I have a task to build a prototype for a massively scalable distributed shared memory (DSM) app. The prototype would only serve as a proof-of-concept, but I want to spend my time most effectively by picking the components which would be used in the real solution later on.

The aim of this solution is to take data input from an external source, churn it and make the result available for a number of frontends. Those "frontends" would just take the data from the cache and serve it without extra processing. The amount of frontend hits on this data can literally be millions per second.

The data itself is very volatile; it can (and does) change quite rapidly. However the frontends should see "old" data until the newest has been processed and cached. The processing and writing is done by a single (redundant) node while other nodes only read the data. In other words: no read-through behaviour.

I was looking into solutions like memcached however this particular one doesn't fulfil all our requirements which are listed below:

  1. The solution must at least have Java client API which is reasonably well maintained as the rest of app is written in Java and we are seasoned Java developers;
  2. The solution must be totally elastic: it should be possible to add new nodes without restarting other nodes in the cluster;
  3. The solution must be able to handle failover. Yes, I realize this means some overhead, but the overall served data size isn't big (1G max) so this shouldn't be a problem. By "failover" I mean seamless execution without hardcoding/changing server IP address(es) like in memcached clients when a node goes down;
  4. Ideally it should be possible to specify the degree of data overlapping (e.g. how many copies of the same data should be stored in the DSM cluster);
  5. There is no need to permanently store all the data but there might be a need of post-processing of some of the data (e.g. serialization to the DB).
  6. Price. Obviously we prefer free/open source but we're happy to pay a reasonable amount if a solution is worth it. In any way, paid 24hr/day support contract is a must.
  7. The whole thing has to be hosted in our data centers so SaaS offerings like Amazon SimpleDB are out of scope. We would only consider this if no other options would be available.
  8. Ideally the solution would be strictly consistent (as in CAP); however, eventual consistence can be considered as an option.
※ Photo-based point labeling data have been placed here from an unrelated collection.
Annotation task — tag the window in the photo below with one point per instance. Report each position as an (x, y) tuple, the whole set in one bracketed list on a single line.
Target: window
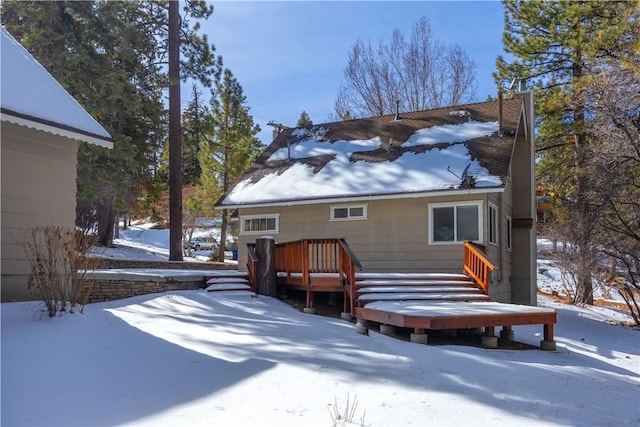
[(455, 223), (507, 232), (258, 224), (493, 224), (347, 212)]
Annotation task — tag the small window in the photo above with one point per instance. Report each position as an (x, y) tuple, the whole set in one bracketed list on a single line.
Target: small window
[(342, 212), (258, 224), (493, 224), (507, 232), (455, 223)]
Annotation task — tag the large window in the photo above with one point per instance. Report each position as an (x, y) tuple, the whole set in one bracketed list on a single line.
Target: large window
[(258, 224), (455, 222), (346, 212), (493, 224)]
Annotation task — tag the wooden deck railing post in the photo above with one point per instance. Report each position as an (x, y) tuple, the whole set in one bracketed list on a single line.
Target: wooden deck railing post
[(477, 266)]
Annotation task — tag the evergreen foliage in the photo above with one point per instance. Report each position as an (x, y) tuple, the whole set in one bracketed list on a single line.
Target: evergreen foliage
[(109, 56), (234, 145), (561, 49)]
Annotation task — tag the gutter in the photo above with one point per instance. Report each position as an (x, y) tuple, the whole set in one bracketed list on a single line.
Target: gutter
[(56, 128), (363, 198)]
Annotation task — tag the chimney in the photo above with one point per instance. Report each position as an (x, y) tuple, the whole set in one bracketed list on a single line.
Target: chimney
[(500, 112)]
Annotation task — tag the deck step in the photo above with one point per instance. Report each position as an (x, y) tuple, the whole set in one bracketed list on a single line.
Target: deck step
[(228, 280), (390, 286), (397, 296), (411, 276), (425, 283), (419, 289), (217, 287)]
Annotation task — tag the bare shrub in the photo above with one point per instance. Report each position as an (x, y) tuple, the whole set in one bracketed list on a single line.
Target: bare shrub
[(59, 267), (345, 417)]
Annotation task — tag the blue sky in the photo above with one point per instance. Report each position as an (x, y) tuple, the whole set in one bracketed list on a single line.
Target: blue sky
[(289, 56)]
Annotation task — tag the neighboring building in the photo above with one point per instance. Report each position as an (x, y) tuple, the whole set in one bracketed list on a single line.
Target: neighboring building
[(405, 192), (41, 125)]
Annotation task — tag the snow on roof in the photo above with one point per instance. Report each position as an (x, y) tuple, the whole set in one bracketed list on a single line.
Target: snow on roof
[(411, 172), (30, 96), (451, 133)]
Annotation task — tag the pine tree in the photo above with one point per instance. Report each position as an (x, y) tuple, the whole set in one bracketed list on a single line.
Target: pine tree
[(109, 56), (558, 47), (194, 130), (234, 145), (304, 121)]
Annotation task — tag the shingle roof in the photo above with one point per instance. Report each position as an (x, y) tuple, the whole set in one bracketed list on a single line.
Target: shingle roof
[(376, 156), (30, 96)]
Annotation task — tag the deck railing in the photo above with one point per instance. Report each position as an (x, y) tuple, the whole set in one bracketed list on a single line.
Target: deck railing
[(312, 256), (477, 265)]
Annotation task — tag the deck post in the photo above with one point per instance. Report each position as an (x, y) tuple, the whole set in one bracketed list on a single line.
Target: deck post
[(267, 281), (548, 344), (507, 333)]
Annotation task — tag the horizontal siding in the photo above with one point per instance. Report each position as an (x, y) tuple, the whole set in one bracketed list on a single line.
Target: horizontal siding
[(38, 173)]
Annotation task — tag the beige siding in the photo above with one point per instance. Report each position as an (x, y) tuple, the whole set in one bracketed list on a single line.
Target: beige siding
[(38, 188), (394, 237)]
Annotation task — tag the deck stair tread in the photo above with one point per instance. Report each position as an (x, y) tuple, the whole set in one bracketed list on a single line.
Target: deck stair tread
[(228, 280), (411, 276), (418, 289), (372, 283), (234, 286), (227, 273), (423, 296), (392, 286)]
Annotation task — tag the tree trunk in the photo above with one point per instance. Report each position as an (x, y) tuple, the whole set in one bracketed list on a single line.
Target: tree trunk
[(223, 236), (175, 143), (106, 220), (116, 227), (266, 251)]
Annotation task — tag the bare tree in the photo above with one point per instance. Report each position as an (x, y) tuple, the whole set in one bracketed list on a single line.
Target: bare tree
[(420, 71)]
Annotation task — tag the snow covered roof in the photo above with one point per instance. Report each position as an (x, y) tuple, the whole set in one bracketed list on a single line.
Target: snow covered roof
[(379, 157), (30, 96)]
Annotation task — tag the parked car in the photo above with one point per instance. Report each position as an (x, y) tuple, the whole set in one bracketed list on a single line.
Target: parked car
[(202, 243)]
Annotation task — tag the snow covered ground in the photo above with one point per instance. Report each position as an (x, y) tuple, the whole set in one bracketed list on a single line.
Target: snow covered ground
[(228, 359)]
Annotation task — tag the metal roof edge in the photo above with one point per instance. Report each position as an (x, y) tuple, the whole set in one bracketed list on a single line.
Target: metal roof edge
[(55, 128), (363, 198)]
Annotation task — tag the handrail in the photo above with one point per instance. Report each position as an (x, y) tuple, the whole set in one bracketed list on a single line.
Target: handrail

Thanks in advance for any ideas.

Answer

Fuad Malikov picture Fuad Malikov · Jun 17, 2010

Have a look at Hazelcast. It is pure Java, open source (Apache license) highly scalable in-memory data grid product. It does offer 7X24 support. And it does solve all of your problems I tried to explain each of them below:

  1. It has a native Java Client.
  2. It is 100% dynamic. Add and remove nodes dynamically. No need to change anything.
  3. Again everything is dynamic.
  4. You can configure number of backup nodes.
  5. Hazelcast support persistency.
  6. Everything that Hazelcast offers is free(open source) and it does offer enterprise level support.
  7. Hazelcast is single jar file. super easy to use. Just add jar to your classpath. Have a look at screen cast in main page.
  8. Hazelcast is strictly consistent. You can never read stale data.